Сейчас он сел за стол и стал не спеша выписывать фразы. Ему предстояло сделать десятиминутное сообщение о войне в далекой части света, которую люди не должны были считать далекой.
Однако он никак не мог сосредоточиться, ему все казалось, что он попался в капкан. Приезжали комиссии, допрашивали их, как каких-то преступников; некий паренек из органов безопасности больше часа задавал ему какие-то бессмысленные вопросы, интересовался, откуда он, зачем сюда приехал и вообще смотрел на него так, будто вот-вот изобличит в нем виновника всех событий.
Он переписывал фразу за фразой, нет, лучше бы поскорее отсюда смотаться. Мысленно он уже возвращался домой в деревню, сидел в трактире, люди спрашивали у него, можно ли подсесть, а девушки проходили, опустив глаза, и с нетерпением гадали, не окликнет ли он их. Он был более или менее благосклонен к ним и нарочно подолгу вспоминал, как кого из них зовут. Ага, ты Аничка Чоллакова… а жила ты вон там — в замке… Чем могу быть полезен? Что? Отца хотят выгнать из школы? Говорят, что плохо звонит на переменах… Михал, если б ты только мог нам помочь, ведь я же всегда так тебе нравилась.
Ну, посмотрим, посмотрим!
А потом как бы невзначай добавил бы: «Зайди как-нибудь ко мне». И сел бы в машину и проехал бы по деревне, а они стояли бы со склоненными головами. Ведь никто из них не достиг такого положения.
На бумажке у него были выписаны странные названия: Хам Хинг, Чин Нам Пхо, Шан Хонь, — он не мог себе представить этой страны.
Обычно, готовя рефераты, он не слишком старался вникать в смысл фраз, которые он выписывал из брошюрок. Впрочем, часто это бывало просто невозможно. Но теперь, когда он писал, что новая война обрекла бы на бесконечные страдания миллионы женщин и детей, он представил себе настоящую войну, вспомнил, как везли на телеге умирающую Банясову, как вносили ее в трактир, а она уже дергалась в судорогах, белая, как полотно, в платье, набрякшем от крови, как хрипела она в ужасе. Он стоял близко от нее и еще тогда решил быть крайне осторожным, чтоб так вот не кончить.
А поэтому мы должны своим упорным трудом способствовать…
Снова перед ним возникли обломки, стальные прутья, торчащие из стены, он никак не мог отделаться от этой картины. Все этот элемент Алехин, подумал он с ненавистью, будь он повнимательней к работе, обязательно заметил бы, что в смеси недостает цемента. Перехватил бы где-нибудь пару мешочков, и все получилось бы по-другому.

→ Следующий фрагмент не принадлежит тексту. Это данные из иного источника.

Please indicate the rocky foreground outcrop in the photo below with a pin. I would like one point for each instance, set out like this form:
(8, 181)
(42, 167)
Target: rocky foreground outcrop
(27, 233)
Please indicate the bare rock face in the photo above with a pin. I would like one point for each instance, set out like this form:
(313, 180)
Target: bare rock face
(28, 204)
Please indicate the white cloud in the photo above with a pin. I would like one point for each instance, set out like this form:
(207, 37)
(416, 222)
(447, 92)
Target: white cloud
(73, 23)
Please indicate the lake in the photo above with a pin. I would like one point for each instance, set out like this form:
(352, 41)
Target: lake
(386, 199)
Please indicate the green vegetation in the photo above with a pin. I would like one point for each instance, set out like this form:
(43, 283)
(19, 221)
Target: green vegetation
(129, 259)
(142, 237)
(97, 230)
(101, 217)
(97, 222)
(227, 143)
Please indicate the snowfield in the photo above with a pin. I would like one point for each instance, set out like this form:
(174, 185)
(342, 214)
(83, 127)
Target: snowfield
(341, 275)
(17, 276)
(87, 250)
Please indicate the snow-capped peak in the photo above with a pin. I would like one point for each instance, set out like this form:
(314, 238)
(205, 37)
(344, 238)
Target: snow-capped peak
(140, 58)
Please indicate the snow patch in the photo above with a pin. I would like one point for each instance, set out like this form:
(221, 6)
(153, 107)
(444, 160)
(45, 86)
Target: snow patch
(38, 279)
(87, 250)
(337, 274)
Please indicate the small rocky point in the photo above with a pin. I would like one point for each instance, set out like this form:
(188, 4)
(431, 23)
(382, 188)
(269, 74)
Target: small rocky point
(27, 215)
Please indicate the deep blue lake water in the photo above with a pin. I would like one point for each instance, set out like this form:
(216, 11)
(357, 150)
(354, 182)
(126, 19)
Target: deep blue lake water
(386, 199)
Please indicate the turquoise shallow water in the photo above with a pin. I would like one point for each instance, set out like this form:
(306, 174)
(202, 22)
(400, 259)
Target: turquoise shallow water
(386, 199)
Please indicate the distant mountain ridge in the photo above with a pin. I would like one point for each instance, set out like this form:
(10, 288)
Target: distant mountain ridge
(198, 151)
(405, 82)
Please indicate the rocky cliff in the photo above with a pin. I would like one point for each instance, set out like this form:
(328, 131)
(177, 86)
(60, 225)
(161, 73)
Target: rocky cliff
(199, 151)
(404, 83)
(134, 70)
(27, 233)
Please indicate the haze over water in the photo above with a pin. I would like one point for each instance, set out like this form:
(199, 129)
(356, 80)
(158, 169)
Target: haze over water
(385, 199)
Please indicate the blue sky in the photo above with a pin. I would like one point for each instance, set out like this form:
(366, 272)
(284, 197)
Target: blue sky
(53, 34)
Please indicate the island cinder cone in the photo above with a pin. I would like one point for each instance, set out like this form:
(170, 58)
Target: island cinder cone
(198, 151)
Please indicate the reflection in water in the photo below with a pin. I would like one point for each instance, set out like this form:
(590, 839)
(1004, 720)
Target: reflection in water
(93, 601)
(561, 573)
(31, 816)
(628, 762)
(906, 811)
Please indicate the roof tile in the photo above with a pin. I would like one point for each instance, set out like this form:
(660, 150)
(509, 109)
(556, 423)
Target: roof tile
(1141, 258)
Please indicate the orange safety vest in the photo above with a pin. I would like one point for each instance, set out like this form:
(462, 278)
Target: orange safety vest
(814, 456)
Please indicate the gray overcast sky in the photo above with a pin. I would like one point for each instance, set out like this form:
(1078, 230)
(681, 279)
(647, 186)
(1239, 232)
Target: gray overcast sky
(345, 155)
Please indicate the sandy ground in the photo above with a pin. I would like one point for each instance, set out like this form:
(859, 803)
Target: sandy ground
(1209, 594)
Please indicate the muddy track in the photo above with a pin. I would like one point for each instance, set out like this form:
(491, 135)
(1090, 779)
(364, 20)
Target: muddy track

Не нравилась ему эта фраза, он зачеркнул ее и написал: «А поэтому мы должны быть бдительными и своим упорным трудом способствовать…». Кто-то постучал в дверь.
— Это ты? — удивился он, увидев Павла. — Что еще случилось?
Он не был рад этому визиту; в бригаде, правда, уделяли большое внимание дружеским отношениям, но он явно недолюбливал тех, кто в действительности помнил, как они воровали рыбу, помнил их голодные дни и босые дороги, кто мог подтвердить, что отвагой он, Михал, никогда не отличался, даже в те времена, которые в его воспоминаниях и, возможно, в представлении его слушателей должны были выглядеть героическими.
— Ничего нового. — Павел пододвинул стул. — Что пишешь?
— Да так… знаешь… о бдительности. В воскресенье и то нет покоя.
Чего ему от меня надо? Шеман присматривался в последние дни ко всем — все были подавлены, но этот, казалось, больше всех, он все время возвращался к несчастному случаю, будто без него не хватало носов, которые совались в это дело.